FAILURE BY DESIGN - THE REGULATIONS:

  1. General Practitioners are not allowed to prescribe cannabis medicine.

  2. Instead, treatment must be initiated by a specialist consultant and may be continued under sharedcare by a GP or non-medical prescriber.

  3. NHS guidance states that medical cannabis should only be prescribed when there is clear published evidence of its benefit and

  4. After all other treatment options have been exhausted.

FAILURE BY DESIGN - THE PROBLEMS:


One can clearly see cracks in this Medical-Bros-Scheme so obviously created by folks who traffic in fear as clearly as the drug-dealers they pretend not to enable:

  • Extremely limited numbers of “cannabis specialist consultants” are available

  • Everyone knows there is no “clear published evidence” of its benefits (that won't be disputed) because research has been limited by law, and

  • If a patient has to wait until all other western medicine treatment options have been exhausted, the patient will have suffered needlessly, sometimes for years. Many do not survive childhood due to the trauma of their condition.

In simpler terms, in the opinion of many this cruel structure is DESIGNED TO FAIL CANNABIS PATIENTS:

  • IN FOUR YEARS the UK has only approved THREE PEOPLE for NHS support for their cannabis medicine,

  • Thousands of patients are paying out of pocket for cannabis medicines, often imported from the Netherlands, Canada, or elsewhere (or bought on the streets), to the tune of thousands per month

  • At least one family has sold their home to keep up with the cost of medicine for their child.

THE DEEPER DIVE


Let's look at the second trial which claims to pit CBD against THC. First, there are more than 100 cannabinoids in the cannabis plant, plus terpenes, flavonoids - - why test just two?


The obvious next question is, why include CBD isolate in this trial? Isolated CBD in massively high doses has already been developed and approved. The product is called Epidiolex and it’s been successful for many, but not all, patients (just like all medicines). So they should check the box for isolated CBD.

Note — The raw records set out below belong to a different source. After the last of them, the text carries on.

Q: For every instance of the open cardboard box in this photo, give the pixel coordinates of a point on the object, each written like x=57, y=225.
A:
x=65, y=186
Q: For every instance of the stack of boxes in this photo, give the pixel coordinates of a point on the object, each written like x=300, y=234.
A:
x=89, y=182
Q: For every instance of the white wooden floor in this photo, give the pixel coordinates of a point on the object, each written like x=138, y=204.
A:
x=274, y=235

It stands to reason that a THC isolate could possibly be helpful to some, but it skips over the most obvious path forward, which is to test WHOLE PLANT MEDICINE because that's the only way to allow the entourage effect to work. Again, even the most rudimentary understanding of contemporary cannabis science includes the endocannabinoid system AND the entourage effect.

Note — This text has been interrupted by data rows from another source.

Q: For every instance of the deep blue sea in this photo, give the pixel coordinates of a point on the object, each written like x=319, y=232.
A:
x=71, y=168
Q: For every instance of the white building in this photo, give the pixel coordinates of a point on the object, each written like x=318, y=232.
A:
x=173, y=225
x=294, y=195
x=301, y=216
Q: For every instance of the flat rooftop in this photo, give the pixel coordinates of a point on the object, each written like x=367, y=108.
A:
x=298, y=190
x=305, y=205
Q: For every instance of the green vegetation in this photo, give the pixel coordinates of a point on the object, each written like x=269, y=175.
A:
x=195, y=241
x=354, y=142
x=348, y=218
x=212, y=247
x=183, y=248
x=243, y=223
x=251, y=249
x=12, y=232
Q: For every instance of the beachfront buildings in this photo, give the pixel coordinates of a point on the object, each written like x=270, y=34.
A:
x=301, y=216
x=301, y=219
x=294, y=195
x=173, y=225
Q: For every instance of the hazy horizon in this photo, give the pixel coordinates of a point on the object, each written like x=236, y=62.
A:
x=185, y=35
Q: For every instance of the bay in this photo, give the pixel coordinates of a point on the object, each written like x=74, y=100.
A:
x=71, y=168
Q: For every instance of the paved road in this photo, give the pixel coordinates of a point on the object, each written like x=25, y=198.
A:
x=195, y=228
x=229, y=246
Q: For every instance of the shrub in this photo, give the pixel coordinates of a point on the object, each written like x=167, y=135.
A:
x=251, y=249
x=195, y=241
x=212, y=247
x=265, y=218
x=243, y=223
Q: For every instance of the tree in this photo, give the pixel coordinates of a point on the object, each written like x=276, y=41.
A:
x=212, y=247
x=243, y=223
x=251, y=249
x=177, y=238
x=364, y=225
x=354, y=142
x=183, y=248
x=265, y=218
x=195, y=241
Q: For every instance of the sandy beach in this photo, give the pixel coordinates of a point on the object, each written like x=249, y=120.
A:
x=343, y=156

But these legislators want us to believe that working counter to nature is going to yield results. Or more likely, they want the trial to fail.


This isolate-only strategy is especially cruel to the children with epilepsy and their families.

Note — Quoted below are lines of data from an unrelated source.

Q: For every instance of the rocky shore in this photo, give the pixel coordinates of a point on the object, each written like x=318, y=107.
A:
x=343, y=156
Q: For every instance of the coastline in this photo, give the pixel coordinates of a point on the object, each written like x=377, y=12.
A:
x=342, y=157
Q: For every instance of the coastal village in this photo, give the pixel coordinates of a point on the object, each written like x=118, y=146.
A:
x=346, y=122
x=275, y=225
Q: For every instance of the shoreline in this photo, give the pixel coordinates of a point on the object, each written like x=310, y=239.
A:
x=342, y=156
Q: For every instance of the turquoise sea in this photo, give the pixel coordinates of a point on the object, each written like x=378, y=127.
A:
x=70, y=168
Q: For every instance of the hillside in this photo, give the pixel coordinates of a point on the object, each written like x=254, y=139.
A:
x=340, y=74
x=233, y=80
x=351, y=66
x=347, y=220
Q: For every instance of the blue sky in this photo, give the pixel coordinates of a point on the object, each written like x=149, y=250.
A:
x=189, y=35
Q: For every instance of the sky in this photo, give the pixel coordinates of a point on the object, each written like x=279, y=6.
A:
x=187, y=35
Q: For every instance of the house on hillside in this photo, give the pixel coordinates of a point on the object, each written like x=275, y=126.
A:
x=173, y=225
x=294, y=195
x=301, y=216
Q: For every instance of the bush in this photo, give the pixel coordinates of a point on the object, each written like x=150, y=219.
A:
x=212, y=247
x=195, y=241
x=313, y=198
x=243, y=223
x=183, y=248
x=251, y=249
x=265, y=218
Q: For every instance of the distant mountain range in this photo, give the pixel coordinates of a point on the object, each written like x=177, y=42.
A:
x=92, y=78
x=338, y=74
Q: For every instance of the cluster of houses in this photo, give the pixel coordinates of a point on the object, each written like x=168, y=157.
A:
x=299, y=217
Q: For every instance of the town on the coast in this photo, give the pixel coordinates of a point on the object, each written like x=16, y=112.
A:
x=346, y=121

  • First, the patients who are already taking cannabis medicines, like Alfie Dingley, Billy Caldwell, and Murray Gray, would have to stop taking the medicines they have already discovered are effective and have stopped their seizures.

  • And in submitting to the trial, they would have to take either CBD-only, THC-only, or a placebo.

  • It is inhumane and patently ridiculous to treat children like lab rats, yet that is what the UK medical establishment is demanding.

THE LOOP BACK


One of the kids I mentioned, Murray Gray, has Doose syndrome, which previously left him suffering hundreds of seizures a day. I'll give his mother, Karen Gray, the last word:


“NHS trials are welcomed, and are three years overdue. They will hopefully be beneficial for some children who have not tried cannabis medicine, but our children rely on the whole plant oils they have been receiving for the past three years. They unfortunately cannot enter into these new trials as they would have to be stripped off their current cannabis oils to perhaps take a placebo. It’s unethical and I would not risk my child’s life like this.”


If NHS doctors will be writing children prescriptions for THC during the trial, “they should now do the right thing and write our children’s prescriptions also.”